The latest project to grow the terminal represents an ambitious expansion that will add a second upper-level passenger concourse with more gates for both domestic and international flights, an enlarged security screening checkpoint, upgraded baggage inspection technology, and a larger arrival and customs inspection area for international arrivals.
The $127 million project is expected to be completed in the fall of 2025.
“What we were trying to do (more than two decades ago) pales to what is going to happen here,” Patterson said.
“What we did then is what (current mayor) Jerry Dyer is doing now. It is to say, ‘This is the goal, this is what we will do,” Patterson added. “We will grow upon what’s here and make it much, much better.”
Largest expansion in terminal’s history
Dyer hailed the groundbreaking as the start of something big. “We will remember today as a day of monumental positive change for the city of Fresno, for our airport, and for the millions of people who will travel through these gates here at Fresno Yosemite International,” he said. The current terminal building opened about 60 years ago, Dyer added, but the new construction project dubbed FATForward will be the largest expansion in the terminal’s history.
“This historic expansion program will provide a spacious and efficient transportation facility, ensuring that Fresno’s airport remains a vital part of our growing economy and a source of civic pride in our community,” he said.
City Council President Tyler Maxwell, whose district includes the airport area and east-central Fresno, said that the council’s unanimous approval of money for the FATForward expansion “will be one of the best votes and investments we’ll have ever made as a city, and one that will continue to have an impact felt by this community for generations to come.”
The project comes as Fresno’s airport is experiencing record volumes of passengers in the aftermath of the COVID-19 pandemic. In 2019, the last full year before the global pandemic, Fresno Yosemite International Airport had a total of 1.96 million passengers on outbound and inbound flights. After sinking to fewer than 1 million passengers in 2020, demand has rebounded, with a record 2.1 million passengers coming through the airport in 2022.
Rep. Jim Costa, D-Fresno, said the Bipartisan Infrastructure Law chipped in to help with parts of the new project, including about $7.1 million for loading bridges for the new domestic and international gates in the new concourse, $4.6 million for taxiway and terminal development and noise suppression, and $4.4 million to improve the airport runway to benefit private and commercial aviation as well as the Air National Guard’s 144th Fighter Wing based in Fresno.

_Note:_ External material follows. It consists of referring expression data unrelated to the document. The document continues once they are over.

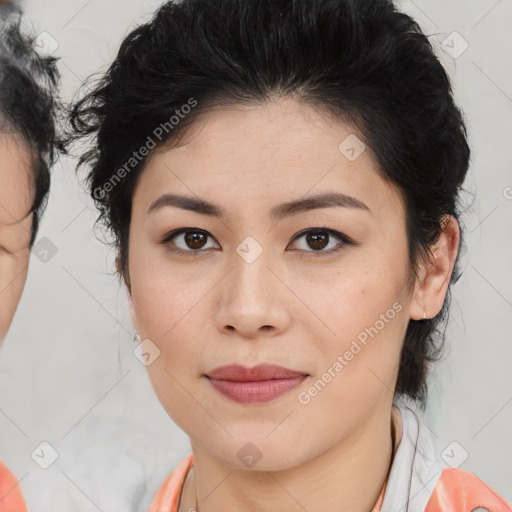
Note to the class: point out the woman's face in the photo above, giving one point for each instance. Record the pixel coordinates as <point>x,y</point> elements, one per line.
<point>16,189</point>
<point>250,282</point>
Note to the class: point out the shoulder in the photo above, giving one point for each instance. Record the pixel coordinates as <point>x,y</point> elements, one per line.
<point>459,490</point>
<point>11,499</point>
<point>167,497</point>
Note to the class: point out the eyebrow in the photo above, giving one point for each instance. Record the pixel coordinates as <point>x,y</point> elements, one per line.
<point>328,200</point>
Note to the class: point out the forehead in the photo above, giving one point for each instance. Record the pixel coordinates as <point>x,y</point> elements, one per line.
<point>16,182</point>
<point>270,151</point>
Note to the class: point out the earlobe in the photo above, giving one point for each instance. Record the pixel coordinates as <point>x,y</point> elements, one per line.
<point>430,294</point>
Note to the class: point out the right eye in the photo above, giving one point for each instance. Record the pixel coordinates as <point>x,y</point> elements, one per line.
<point>187,240</point>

“I have a personal interest,” Costa added. “I’m in and out of this airport twice a week.”
Henry Thompson, the city’s director of aviation, said planning for the expansion project was in the works for more than five years before reaching the start of construction now. “That’s how long it takes to make something like this happen,” Thompson told The Fresno Bee on Friday.
The first stage of work by contractor Q&D Construction includes a vast new swath of concrete ramp where aircraft will taxi and park for the new concourse. “Then the next phase will be construction of the security checkpoint expansion, and simultaneously we’ll be working on the new Concourse B,” Thompson said. “And while that’s under construction, we’ll be rebuilding a new (federal inspection) facility.”

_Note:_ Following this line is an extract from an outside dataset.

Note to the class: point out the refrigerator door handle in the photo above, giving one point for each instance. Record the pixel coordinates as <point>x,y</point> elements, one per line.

So by the fall of 2025, all of this will come together and open,” he added. “It’s very specific phasing, but we’ve got to get this concrete poured first because that’s what the terminal sits on.”

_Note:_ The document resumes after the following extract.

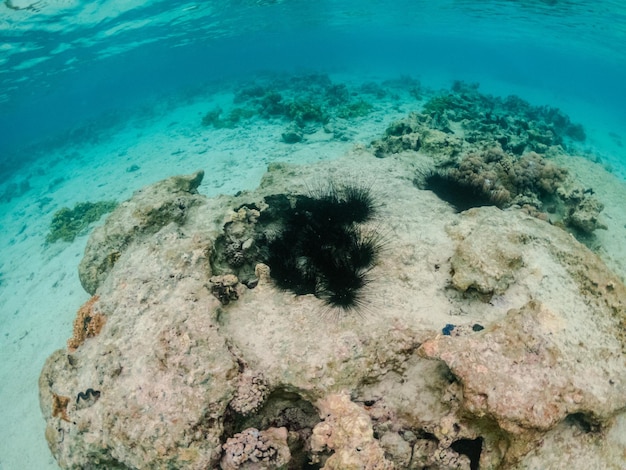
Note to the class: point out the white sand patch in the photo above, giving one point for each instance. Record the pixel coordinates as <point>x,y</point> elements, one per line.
<point>39,287</point>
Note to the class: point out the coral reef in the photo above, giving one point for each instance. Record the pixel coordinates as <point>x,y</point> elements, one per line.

A new parking structure at the airport opened in 2021, and future work at the airport will include rebuilding the main Runway 11L/29R and replacing the aging air traffic control tower.
But there’s no firm schedule for those improvements. “We’re still trying to define that,” Thompson said. “There’s a long lead time on the planning, design and environmental work for those pieces before you even get to construction.”
And, he added, there will be a need to figure out how to pay for it. Thompson said federal funding will likely be a big part of the financial planning, particularly for the runway rebuild that could cost between $30 million and $45 million. Preliminary estimates for a new control tower are in the neighborhood of $30 million.